My Third Novel's Conclusion, My Heartbreak

My heart begins to break when I think about completing this particular book -- because this narrative has sustained me like no other story I've known. It's both more personal and more universal than my other works. But beyond memory and archetype, it's a cri-de-coeur about needing to become the person one is destined to be. And in the writing, I have met my own life's work, my own fated journey -- having the sense all the while that the pages are suffused with a resonance, an energy, an electrified field that defies explanation. Writers hope and pray to be overtaken by a work in this way -- to be conscripted into passionate service of a profound story. To experience it even once in a lifetime seems a great privilege. I still have several months before this novel is complete, and this constitutes my reprieve. Because I'm not ready for the beauty to end.

Sunday, January 17, 2010

Art That Conspires

What elevates a book cover to the ranks of the truly memorable?  A sense of beauty, mystery, contrast, revelation?  I find myself drawn toward covers that convey a palpable harmony with the narrative itself, as if the visual and the fictional have joined hands in artistic collusion, somewhere in the bookstore dark.

What is it about cover art that compels you to pick up the book?  Or allows you to pass it by?  I'd be more than intrigued to hear your comments.


  1. What an interesting question. I don't know that I've ever really thought about it before. But since you've asked I'll concentrate on the cover art I've seen and enjoyed and remembered.

    Judith Guest's novel Ordinary People has a simple graphite pencil drawing depicting the family in a snapshot-like portrait. The deceased son's picture is lighter and less distinct than that of his parents and brother. Yet he is still there, a part of the family, influencing them all in his absence.

    Of course, the delightful watercolor cover for The World of Pooh and the winged armchair on Accidental Tourist are memorable and pleasing.

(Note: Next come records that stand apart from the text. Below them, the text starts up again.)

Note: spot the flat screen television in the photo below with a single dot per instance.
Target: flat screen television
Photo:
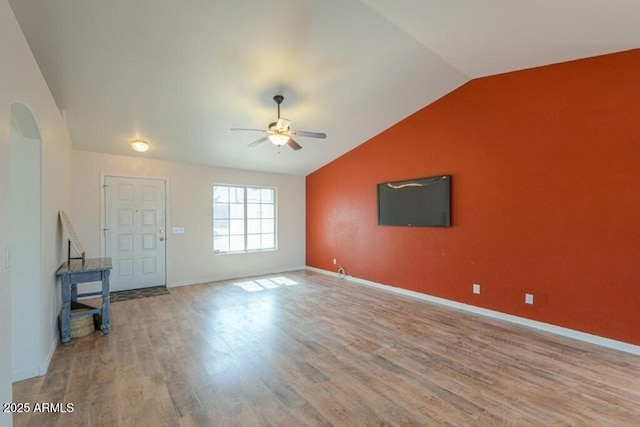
(422, 202)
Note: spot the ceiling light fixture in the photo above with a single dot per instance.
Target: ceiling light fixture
(279, 139)
(139, 145)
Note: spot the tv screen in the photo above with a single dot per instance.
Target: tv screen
(423, 202)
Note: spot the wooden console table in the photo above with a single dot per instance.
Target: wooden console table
(77, 271)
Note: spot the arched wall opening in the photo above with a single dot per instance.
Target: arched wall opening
(25, 201)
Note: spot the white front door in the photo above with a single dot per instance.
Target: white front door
(134, 231)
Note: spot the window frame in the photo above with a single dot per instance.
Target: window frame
(245, 202)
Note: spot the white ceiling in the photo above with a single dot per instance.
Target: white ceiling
(180, 74)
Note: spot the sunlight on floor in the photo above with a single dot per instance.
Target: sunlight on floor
(265, 284)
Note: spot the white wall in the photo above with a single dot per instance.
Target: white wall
(25, 242)
(190, 257)
(22, 82)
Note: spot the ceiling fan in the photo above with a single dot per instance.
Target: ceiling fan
(280, 132)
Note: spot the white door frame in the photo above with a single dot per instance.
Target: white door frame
(103, 217)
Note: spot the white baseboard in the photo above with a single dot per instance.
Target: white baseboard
(39, 370)
(44, 366)
(546, 327)
(233, 276)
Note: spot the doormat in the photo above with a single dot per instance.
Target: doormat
(138, 293)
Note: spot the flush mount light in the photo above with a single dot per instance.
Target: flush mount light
(139, 145)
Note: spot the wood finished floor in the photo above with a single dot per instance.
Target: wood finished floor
(324, 351)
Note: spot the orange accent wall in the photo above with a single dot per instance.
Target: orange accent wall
(545, 167)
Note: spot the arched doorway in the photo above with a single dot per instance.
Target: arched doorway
(25, 198)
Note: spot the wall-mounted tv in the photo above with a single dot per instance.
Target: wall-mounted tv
(422, 202)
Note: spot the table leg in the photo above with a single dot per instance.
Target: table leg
(74, 292)
(65, 332)
(106, 299)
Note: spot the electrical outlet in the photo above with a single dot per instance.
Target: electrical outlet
(528, 299)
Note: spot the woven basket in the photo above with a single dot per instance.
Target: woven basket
(81, 326)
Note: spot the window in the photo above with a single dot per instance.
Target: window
(244, 219)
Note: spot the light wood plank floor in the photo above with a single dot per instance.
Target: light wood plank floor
(307, 349)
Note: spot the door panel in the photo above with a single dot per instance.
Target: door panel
(135, 217)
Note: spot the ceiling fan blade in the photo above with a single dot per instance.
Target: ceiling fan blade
(258, 141)
(257, 130)
(308, 134)
(294, 144)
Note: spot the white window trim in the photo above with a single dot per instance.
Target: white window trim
(275, 219)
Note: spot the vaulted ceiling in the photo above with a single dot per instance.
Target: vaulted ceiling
(181, 74)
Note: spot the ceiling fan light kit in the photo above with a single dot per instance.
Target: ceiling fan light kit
(279, 139)
(280, 133)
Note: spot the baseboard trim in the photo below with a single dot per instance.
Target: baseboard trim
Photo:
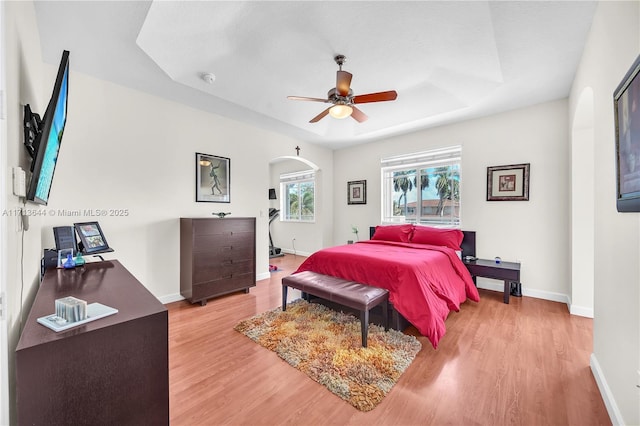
(170, 298)
(605, 392)
(263, 276)
(580, 311)
(298, 253)
(496, 285)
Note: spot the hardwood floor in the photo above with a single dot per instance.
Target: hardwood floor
(526, 363)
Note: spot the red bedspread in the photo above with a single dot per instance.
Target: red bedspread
(425, 282)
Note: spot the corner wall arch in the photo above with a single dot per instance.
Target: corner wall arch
(309, 163)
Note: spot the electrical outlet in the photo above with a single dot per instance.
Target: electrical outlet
(19, 182)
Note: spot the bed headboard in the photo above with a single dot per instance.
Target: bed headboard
(468, 241)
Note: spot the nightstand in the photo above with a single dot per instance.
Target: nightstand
(507, 271)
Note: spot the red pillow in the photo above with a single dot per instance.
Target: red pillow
(400, 233)
(451, 238)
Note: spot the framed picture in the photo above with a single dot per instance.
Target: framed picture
(357, 192)
(213, 177)
(508, 183)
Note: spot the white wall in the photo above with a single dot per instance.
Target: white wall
(534, 232)
(613, 45)
(24, 84)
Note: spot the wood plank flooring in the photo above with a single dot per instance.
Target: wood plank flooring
(526, 363)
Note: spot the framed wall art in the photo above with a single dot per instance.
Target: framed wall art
(508, 183)
(357, 192)
(213, 178)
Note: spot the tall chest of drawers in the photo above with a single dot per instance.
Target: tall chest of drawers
(217, 256)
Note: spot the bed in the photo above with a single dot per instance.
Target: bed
(420, 266)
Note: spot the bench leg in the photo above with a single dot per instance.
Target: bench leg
(284, 297)
(364, 326)
(385, 315)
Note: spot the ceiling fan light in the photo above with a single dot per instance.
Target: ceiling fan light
(340, 111)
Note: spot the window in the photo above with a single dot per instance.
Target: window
(298, 200)
(422, 188)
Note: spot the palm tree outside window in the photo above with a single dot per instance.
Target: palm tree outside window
(298, 202)
(422, 188)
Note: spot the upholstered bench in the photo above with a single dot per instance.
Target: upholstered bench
(343, 292)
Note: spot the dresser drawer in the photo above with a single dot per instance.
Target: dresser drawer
(222, 242)
(221, 226)
(222, 286)
(222, 270)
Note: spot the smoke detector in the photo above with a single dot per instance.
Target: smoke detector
(208, 77)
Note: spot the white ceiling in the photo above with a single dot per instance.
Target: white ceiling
(448, 61)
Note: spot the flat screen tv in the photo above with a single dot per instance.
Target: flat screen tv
(43, 137)
(626, 103)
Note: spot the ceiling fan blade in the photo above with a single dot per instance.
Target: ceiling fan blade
(375, 97)
(358, 115)
(343, 82)
(320, 116)
(304, 98)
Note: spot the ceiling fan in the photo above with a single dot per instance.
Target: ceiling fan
(343, 99)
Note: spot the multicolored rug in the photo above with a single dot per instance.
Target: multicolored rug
(326, 345)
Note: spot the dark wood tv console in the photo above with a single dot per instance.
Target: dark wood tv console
(114, 370)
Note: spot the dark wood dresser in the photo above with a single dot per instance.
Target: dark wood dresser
(217, 256)
(114, 370)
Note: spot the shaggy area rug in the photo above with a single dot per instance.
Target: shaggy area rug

    I must also add that the cover to your first book, Copper Crown, is both beautiful and evocative. The two friends standing in a field divided by a fence, dresses blowing and storm approaching perfectly captures the drama inside.

    It is such a delight to see words and art intertwined. I am so looking forward to seeing the cover art submissions for The Unfastened Heart. Your magical book will certainly inspire exceptional art.

  2. This is something i`ve been thinking about for some time.
    We all know "Don`t judge a book by its cover", and as a simple reader, I agree, I don`t really care about the cover, although it`s a colorful game to enter in a library and let your senses be absorbed by the covers,the first contact with the book, take it from the self,first action, touch it turn it over and put it back. Well this is my game. It can happen to start reading like it and if i have money buy it.
    On the other hand, as an artist, I find here more than a game a challenge. It`s something about a match of visions. A dialog between the writer and the visual artist, both tourists in a place they like very much taking a coffee in a place they accidentally found with their luggage "of infomation" at their feet taking the book much higher.
    So the cover I think it is a higher dialog.

    I look forward to read your book, right now i am in a different place taking the coffee.